Os Sistemas Integrados de Gestão Empresarial cada vez mais fazem parte da realidade das empresas. Uma vez que este tipo de sistema envolve toda a organização, através da integração de processos e informação o potencial de impacto organizacional é elevado. Apesar de prometerem um alto grau de customização, os SIGE são sistemas padronizados, aos quais a empresa deve se adaptar, considerando a sua lógica de funcionamento. Isto eleva ainda mais o potencial de mudança requerido, uma vez que os sistemas desenvolvidos anteriormente eram feitos “sob medida” para os processos de cada empresa.

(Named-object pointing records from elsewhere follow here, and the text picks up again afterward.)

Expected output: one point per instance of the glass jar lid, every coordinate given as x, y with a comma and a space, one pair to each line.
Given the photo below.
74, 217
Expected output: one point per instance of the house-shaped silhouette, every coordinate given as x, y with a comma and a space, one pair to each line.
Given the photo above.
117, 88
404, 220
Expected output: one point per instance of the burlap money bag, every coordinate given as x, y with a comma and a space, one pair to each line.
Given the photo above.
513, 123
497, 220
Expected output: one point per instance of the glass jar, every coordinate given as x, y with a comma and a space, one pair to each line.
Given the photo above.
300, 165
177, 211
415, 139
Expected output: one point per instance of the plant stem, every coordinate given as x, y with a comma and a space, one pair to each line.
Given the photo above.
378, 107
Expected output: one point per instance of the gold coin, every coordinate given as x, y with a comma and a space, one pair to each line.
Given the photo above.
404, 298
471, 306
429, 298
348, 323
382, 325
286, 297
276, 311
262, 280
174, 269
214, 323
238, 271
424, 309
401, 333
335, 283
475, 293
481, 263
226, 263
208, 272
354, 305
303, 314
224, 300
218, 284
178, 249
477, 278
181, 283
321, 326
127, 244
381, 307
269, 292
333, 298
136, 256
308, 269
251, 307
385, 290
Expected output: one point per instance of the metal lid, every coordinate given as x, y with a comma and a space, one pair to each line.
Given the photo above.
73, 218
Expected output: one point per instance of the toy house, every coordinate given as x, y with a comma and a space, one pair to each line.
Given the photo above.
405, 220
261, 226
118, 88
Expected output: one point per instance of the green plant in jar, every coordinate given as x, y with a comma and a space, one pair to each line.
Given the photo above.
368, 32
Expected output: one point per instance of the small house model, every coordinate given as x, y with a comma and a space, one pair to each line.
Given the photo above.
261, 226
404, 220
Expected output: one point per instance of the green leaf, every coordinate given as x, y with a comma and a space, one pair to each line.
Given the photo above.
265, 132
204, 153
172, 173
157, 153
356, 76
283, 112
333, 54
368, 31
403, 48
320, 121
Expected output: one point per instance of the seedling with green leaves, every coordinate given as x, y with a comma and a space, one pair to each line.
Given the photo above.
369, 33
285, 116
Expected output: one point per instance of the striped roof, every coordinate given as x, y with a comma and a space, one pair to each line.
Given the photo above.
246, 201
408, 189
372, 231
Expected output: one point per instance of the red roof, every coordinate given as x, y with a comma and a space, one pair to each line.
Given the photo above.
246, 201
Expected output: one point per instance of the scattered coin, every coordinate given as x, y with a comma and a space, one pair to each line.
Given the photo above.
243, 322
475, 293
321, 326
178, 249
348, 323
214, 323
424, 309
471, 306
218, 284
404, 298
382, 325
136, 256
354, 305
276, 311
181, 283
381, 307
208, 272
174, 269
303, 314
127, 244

Este artigo busca um tratamento inicial do assunto, com a explicitação de variáveis relativas à mudança organizacional a serem utilizadas em estudos sobre a adoção da tecnologia SIGE. A mudança foi tratada aqui de forma a sintetizar algumas das idéias relacionadas ao impacto da tecnologia de informação nas variáveis organizacionais, sendo analisados três tipos de mudança: tecnológica, estrutural e comportamental. Também foram selecionadas algumas variáveis referentes ao processo de mudança como forma de ilustrar e compreender o período de implantação da tecnologia, que também pode impactar de forma distinta as organizações. A contribuição do trabalho está relacionada ao referencial de variáveis de estudo visando a exploração do tema mudança organizacional, mais especificamente mudanças tecnológicas, estruturais e comportamentais, adequadas ao estudo da utilização de Sistemas de Informação. Como próximas etapas da pesquisa, tem-se a seleção das 02 empresas nas quais serão realizados os estudos de caso múltiplos.

Da mesma forma, a partir das variáveis descritas no presente artigo, serão elaboradas a grade para coleta de dados, os roteiros de entrevistas e o detalhamento das informações a serem coletadas. Uma vez coletados os dados junto às empresas, será feita uma comparação da realidade de ambas em relação às mudanças relacionadas ao uso dos SIGE. A partir da análise, comparação e compilação dos dados, pretende-se elaborar um referencial sobre o uso dos SIGEs, que deverá servir como subsídio para a compreensão dos aspectos que envolvem sua utilização em empresas nacionais.